Naturally, I’ve taken any and every subject/course that helps me achieve this goal. Physics, mathematics, IT were crucial for my early development in computer science, but I chose one wild-card subject in high school, life sciences. Seeing animals and plants and viruses at a systems level brought me to the understanding that we are all just highly complex machines. I found myself just as fascinated in the silicone-based machines I had grown up with, and the fleshy, squishy machines I was now learning all about.

Regardless of my new found fascination, when the time came around I chose to pursue Game Design. What I considered to be the culmination of all that is cutting-edge; learning to push hardware as far as goes to build fantastic new worlds.

That was until the world as we knew it, had been put on hold. In 2020, all of a sudden, we were forced out of the world where we spent our free time, and left only to the digital worlds my peers and I were learning to create. Be it your Zoom meetings, the MSTeams collaborations, even the World of Warcraft!

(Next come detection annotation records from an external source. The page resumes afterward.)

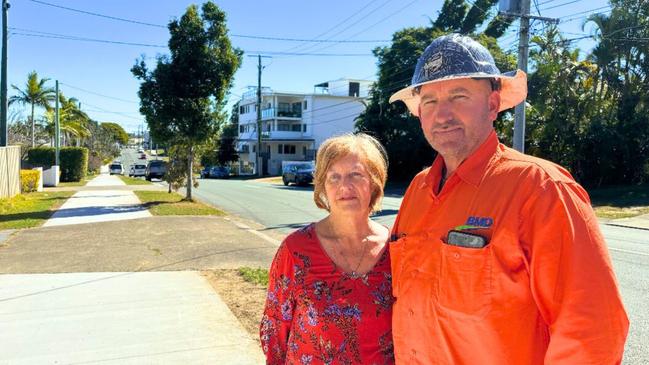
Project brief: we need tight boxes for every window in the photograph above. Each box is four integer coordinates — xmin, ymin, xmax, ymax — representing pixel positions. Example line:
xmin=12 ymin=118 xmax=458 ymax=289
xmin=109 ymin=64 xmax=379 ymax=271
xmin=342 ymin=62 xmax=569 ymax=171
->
xmin=239 ymin=104 xmax=252 ymax=114
xmin=349 ymin=82 xmax=361 ymax=97
xmin=284 ymin=144 xmax=295 ymax=155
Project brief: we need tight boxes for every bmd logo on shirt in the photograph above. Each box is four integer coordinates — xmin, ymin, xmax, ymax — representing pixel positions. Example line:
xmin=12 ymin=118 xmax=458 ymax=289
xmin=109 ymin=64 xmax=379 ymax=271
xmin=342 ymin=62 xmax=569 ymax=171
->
xmin=465 ymin=217 xmax=494 ymax=228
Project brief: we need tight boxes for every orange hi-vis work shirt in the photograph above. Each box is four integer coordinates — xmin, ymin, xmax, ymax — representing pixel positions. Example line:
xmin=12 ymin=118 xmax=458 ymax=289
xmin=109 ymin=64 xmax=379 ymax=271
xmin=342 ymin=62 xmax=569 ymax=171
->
xmin=390 ymin=132 xmax=629 ymax=365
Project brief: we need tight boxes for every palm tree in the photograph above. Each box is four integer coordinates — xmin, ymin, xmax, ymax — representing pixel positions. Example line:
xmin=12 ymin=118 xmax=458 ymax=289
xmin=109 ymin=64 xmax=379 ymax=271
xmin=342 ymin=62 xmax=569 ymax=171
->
xmin=45 ymin=93 xmax=90 ymax=146
xmin=9 ymin=71 xmax=56 ymax=148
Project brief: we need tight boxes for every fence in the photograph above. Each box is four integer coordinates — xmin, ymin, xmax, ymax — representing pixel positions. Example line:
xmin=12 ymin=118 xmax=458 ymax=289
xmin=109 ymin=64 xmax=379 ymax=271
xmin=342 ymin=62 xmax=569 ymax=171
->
xmin=0 ymin=146 xmax=20 ymax=198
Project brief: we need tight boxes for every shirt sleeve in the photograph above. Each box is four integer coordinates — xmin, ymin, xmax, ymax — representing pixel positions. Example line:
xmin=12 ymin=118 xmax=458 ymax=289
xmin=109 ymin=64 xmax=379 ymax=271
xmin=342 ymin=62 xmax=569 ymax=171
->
xmin=520 ymin=180 xmax=629 ymax=365
xmin=260 ymin=241 xmax=295 ymax=364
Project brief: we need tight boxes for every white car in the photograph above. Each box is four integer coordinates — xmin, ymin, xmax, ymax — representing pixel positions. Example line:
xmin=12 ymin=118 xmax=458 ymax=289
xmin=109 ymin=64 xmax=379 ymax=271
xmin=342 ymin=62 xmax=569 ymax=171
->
xmin=128 ymin=164 xmax=146 ymax=177
xmin=108 ymin=162 xmax=124 ymax=175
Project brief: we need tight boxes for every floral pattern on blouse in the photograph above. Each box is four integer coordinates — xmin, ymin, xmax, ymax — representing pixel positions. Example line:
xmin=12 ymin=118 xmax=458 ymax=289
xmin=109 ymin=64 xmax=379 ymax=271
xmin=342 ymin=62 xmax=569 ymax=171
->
xmin=260 ymin=224 xmax=394 ymax=365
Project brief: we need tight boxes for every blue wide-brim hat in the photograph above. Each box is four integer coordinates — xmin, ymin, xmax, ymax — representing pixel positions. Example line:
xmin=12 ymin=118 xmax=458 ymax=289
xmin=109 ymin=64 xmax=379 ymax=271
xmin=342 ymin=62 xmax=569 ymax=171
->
xmin=390 ymin=34 xmax=527 ymax=116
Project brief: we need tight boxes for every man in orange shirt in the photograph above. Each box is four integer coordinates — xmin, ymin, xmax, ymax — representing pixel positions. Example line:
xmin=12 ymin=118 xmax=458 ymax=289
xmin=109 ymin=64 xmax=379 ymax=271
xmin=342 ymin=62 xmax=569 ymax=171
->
xmin=390 ymin=34 xmax=629 ymax=365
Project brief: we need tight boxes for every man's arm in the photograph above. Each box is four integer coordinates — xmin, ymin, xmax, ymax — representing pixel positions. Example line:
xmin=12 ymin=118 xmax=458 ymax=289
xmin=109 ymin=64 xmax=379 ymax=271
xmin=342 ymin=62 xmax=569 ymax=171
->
xmin=520 ymin=179 xmax=629 ymax=365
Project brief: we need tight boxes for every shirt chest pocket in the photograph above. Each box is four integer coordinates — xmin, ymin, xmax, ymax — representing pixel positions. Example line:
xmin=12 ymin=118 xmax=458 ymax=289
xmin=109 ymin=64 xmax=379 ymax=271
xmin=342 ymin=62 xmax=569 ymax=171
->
xmin=436 ymin=243 xmax=494 ymax=317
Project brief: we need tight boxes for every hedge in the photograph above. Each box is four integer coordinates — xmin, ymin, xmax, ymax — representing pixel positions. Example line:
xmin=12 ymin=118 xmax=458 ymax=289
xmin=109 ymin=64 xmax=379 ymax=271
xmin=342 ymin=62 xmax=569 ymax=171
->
xmin=59 ymin=147 xmax=88 ymax=182
xmin=27 ymin=147 xmax=88 ymax=182
xmin=20 ymin=170 xmax=41 ymax=193
xmin=27 ymin=147 xmax=56 ymax=170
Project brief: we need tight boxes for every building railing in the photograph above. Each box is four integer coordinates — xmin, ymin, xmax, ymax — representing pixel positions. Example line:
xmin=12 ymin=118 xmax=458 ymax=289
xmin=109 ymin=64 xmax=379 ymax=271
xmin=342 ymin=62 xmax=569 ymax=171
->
xmin=261 ymin=108 xmax=302 ymax=119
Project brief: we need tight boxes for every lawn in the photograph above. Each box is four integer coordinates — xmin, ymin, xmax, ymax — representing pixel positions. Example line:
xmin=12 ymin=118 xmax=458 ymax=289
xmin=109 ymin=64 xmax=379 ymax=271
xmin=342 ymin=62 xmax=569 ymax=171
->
xmin=0 ymin=191 xmax=74 ymax=229
xmin=588 ymin=185 xmax=649 ymax=219
xmin=57 ymin=174 xmax=97 ymax=187
xmin=134 ymin=191 xmax=225 ymax=215
xmin=237 ymin=267 xmax=268 ymax=287
xmin=119 ymin=175 xmax=152 ymax=185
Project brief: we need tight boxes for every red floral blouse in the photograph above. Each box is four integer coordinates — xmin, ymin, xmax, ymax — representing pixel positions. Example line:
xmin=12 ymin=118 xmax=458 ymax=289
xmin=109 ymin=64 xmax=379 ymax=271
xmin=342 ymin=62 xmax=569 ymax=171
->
xmin=260 ymin=224 xmax=394 ymax=365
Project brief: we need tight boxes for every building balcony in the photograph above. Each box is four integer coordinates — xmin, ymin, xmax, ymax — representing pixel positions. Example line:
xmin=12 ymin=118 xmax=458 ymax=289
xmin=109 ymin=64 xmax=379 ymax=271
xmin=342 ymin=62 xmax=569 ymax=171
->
xmin=261 ymin=108 xmax=302 ymax=120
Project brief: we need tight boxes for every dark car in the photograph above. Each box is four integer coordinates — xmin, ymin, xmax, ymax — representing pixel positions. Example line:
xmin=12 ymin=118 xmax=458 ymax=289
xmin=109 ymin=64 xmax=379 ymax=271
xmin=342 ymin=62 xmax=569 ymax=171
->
xmin=282 ymin=163 xmax=313 ymax=185
xmin=210 ymin=166 xmax=230 ymax=179
xmin=144 ymin=160 xmax=167 ymax=181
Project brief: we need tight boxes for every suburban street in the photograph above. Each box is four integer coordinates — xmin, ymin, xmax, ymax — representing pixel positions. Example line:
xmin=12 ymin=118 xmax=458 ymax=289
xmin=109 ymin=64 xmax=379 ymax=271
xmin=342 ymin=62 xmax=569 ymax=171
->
xmin=194 ymin=179 xmax=649 ymax=364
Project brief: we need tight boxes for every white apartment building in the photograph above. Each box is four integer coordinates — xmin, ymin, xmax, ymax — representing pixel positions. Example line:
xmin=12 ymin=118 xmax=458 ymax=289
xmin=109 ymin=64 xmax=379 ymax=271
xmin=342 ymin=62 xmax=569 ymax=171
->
xmin=236 ymin=79 xmax=372 ymax=175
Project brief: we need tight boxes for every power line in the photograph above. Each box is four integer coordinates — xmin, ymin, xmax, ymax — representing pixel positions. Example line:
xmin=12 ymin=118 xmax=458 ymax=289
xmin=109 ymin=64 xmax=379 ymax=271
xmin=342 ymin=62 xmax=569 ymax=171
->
xmin=60 ymin=82 xmax=139 ymax=104
xmin=29 ymin=0 xmax=389 ymax=43
xmin=306 ymin=0 xmax=419 ymax=55
xmin=284 ymin=0 xmax=374 ymax=52
xmin=12 ymin=28 xmax=374 ymax=57
xmin=294 ymin=0 xmax=392 ymax=54
xmin=541 ymin=0 xmax=583 ymax=10
xmin=29 ymin=0 xmax=167 ymax=28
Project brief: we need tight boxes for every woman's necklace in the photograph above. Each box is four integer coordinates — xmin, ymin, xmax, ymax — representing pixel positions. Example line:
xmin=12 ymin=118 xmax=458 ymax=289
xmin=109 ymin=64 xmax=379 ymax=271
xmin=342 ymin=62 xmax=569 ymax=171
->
xmin=336 ymin=237 xmax=369 ymax=279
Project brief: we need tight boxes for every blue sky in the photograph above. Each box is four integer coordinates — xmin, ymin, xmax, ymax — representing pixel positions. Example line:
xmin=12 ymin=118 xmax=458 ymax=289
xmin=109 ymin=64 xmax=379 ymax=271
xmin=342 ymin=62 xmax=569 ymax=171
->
xmin=8 ymin=0 xmax=609 ymax=132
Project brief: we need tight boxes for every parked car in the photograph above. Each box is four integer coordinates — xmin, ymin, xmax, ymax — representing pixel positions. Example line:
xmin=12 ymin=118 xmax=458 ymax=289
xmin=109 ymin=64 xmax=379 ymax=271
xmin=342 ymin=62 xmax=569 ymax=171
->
xmin=108 ymin=162 xmax=124 ymax=175
xmin=210 ymin=166 xmax=230 ymax=179
xmin=282 ymin=163 xmax=313 ymax=185
xmin=128 ymin=164 xmax=146 ymax=177
xmin=144 ymin=160 xmax=167 ymax=181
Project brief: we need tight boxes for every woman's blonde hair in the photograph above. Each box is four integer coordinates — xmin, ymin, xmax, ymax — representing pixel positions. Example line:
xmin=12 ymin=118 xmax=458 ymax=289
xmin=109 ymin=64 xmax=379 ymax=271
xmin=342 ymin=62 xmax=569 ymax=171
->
xmin=313 ymin=133 xmax=388 ymax=213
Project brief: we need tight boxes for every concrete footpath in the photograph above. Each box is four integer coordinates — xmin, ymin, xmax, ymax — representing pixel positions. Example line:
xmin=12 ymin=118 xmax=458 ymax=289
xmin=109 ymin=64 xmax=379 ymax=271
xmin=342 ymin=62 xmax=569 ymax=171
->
xmin=0 ymin=174 xmax=278 ymax=365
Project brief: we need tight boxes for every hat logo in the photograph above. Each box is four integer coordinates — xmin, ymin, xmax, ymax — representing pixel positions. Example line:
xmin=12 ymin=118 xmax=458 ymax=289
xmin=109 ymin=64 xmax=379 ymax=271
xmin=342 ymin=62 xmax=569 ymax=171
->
xmin=424 ymin=53 xmax=444 ymax=75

All of us were forced out of the real world and into the worlds others had made for us. As an avid video-gamer, at first I thought, “Well this can’t be too bad”! I had never been so wrong… The year 2020 came with the realization that the worlds I had been learning to create could never be the world I want to live in, the world where families spend time together, friends go on adventures together, where one can explore until one’s feet become sore. That’s the world I want to optimize, that’s the world worth building, and importantly, the world worth fixing.

So I jumped ship and applied to medical science, and I got accepted! Since day one of this course I haven’t looked back, to re-acquaint myself with flesh-machines has been a dream. Learning to avoid viruses in silicone is nothing like the hurdle of creating treatments for viruses in humans. Learning genetics and medical science is forcing me to confront what computer scientists understand least; people, and what makes them who they are.

I cannot lie and say that it has been easy, or a piece of cake. It’s been the most
head-ache-inducing year of my life. Learning three years worth of theory in a couple months was never going to be easy, and with no live lectures, I had a lot on my plate. But, now the halfway mark has been reached, exams written, modules done and for the first time, I feel like I’m learning how to fix, build and optimise the world I truly care for; the real world.